Webb looked at Hunter who put his palms up indicating he was done asking questions for now.

‘So, Matt,’ Webb said. ‘What was this all about? I mean, why raising all this money? Are you planning to attack your own country?’

Horn frowned and shook his head.

‘Is that what you think?’

He laughed.

‘What?’ Grange asked.

‘It started off because we were all broke and desperate. After that, they got used to the money. That’s all it was. That’s why they’re selling out to the Mexicans. We’re getting five million dollars in cash.’

‘This is all just about money?’

‘Is there anything else?’

Grange sat back in his seat looking disgusted.

‘So, Matt, what is it that you want from us?’ Webb asked.

Always the pragmatist.

‘To stop it. All of it. I thought I said that already.’

‘But you want a deal. Immunity. For helping us. Am I right?’

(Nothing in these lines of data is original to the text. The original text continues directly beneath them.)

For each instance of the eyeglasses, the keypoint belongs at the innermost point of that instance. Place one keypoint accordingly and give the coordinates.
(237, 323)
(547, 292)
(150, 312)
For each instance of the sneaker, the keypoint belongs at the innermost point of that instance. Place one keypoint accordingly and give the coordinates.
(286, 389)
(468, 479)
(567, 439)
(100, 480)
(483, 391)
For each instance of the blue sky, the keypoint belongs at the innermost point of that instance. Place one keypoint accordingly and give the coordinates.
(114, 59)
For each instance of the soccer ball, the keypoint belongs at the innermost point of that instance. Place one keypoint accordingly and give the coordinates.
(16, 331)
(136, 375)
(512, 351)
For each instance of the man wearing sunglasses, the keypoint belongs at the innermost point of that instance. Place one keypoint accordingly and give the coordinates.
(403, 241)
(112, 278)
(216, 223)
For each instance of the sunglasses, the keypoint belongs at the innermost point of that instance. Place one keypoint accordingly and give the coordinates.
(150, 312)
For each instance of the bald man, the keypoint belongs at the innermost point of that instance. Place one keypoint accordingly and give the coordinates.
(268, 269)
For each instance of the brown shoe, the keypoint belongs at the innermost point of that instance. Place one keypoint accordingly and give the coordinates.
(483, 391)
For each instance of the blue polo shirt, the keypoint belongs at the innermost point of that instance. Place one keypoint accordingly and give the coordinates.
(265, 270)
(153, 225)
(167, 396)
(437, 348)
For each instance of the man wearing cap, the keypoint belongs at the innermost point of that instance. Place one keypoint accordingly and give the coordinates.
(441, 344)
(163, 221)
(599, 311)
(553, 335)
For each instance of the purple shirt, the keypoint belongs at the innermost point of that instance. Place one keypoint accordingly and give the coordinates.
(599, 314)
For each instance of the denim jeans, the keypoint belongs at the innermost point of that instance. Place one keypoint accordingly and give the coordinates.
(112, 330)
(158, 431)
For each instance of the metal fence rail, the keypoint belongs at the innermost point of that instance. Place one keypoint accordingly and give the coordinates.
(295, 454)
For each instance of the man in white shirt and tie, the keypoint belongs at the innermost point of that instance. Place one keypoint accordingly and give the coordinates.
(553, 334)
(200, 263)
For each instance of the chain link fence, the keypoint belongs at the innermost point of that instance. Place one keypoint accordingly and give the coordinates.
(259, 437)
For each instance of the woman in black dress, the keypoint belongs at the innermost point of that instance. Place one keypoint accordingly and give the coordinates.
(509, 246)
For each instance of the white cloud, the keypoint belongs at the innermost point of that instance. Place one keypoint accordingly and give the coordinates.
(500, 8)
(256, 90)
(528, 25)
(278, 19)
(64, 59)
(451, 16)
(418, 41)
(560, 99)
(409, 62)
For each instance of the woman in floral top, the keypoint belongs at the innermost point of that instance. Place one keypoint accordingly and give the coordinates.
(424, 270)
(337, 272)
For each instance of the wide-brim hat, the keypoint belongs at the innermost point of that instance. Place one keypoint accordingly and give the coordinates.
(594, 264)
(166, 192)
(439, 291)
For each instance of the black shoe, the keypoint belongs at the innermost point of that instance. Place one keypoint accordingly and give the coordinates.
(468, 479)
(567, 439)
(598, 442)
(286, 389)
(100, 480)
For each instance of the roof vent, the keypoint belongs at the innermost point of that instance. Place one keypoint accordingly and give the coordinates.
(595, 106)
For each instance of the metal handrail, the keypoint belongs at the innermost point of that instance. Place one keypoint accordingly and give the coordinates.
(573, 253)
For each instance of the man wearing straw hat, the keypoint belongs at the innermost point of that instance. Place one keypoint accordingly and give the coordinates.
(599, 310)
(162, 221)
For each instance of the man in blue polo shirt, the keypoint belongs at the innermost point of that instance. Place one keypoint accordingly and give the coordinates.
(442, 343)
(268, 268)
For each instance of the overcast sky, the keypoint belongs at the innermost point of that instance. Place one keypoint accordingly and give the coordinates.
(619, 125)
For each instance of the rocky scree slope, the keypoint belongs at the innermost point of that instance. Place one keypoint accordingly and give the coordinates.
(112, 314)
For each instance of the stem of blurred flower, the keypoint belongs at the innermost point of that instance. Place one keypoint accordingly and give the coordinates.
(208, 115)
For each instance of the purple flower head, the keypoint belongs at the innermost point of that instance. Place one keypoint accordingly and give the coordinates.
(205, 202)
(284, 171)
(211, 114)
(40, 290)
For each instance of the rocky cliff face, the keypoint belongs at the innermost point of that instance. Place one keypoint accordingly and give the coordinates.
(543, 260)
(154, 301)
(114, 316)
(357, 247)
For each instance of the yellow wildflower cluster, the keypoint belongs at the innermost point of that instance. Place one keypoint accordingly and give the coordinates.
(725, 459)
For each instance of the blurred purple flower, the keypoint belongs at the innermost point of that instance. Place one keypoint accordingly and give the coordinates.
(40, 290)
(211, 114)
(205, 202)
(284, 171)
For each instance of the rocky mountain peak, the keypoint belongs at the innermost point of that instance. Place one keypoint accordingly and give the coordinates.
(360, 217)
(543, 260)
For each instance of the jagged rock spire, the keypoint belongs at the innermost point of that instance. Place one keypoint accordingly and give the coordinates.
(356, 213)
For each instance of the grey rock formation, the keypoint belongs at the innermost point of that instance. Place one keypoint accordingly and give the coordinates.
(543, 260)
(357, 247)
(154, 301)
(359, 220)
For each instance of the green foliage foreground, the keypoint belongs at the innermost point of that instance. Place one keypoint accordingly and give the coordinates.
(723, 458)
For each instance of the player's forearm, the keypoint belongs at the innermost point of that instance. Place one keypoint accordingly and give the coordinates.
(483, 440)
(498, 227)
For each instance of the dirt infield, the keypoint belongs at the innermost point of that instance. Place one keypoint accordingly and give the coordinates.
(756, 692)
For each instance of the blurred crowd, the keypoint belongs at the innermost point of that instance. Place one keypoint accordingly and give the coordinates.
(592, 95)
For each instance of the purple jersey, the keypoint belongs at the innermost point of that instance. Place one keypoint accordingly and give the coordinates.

‘Whatever. I don’t care any more what happens to me. Just stop it.’

‘How do we do that?’

‘I’m meeting Seth tomorrow morning in town for breakfast. I’ll tell you where and when and you can pick him up with minimum fuss. And I’ll tell you who the others are and where we make the stuff. It’s up in the mountains.’

‘You’ll give us everything?’

‘Sure. I mean, if you want it.’

There was a knock at the door. Grange stood and pulled it open. Cahill was there with Logan.

‘Uh, there’s a detective in Scotland that you guys might want to talk to,’ Cahill said.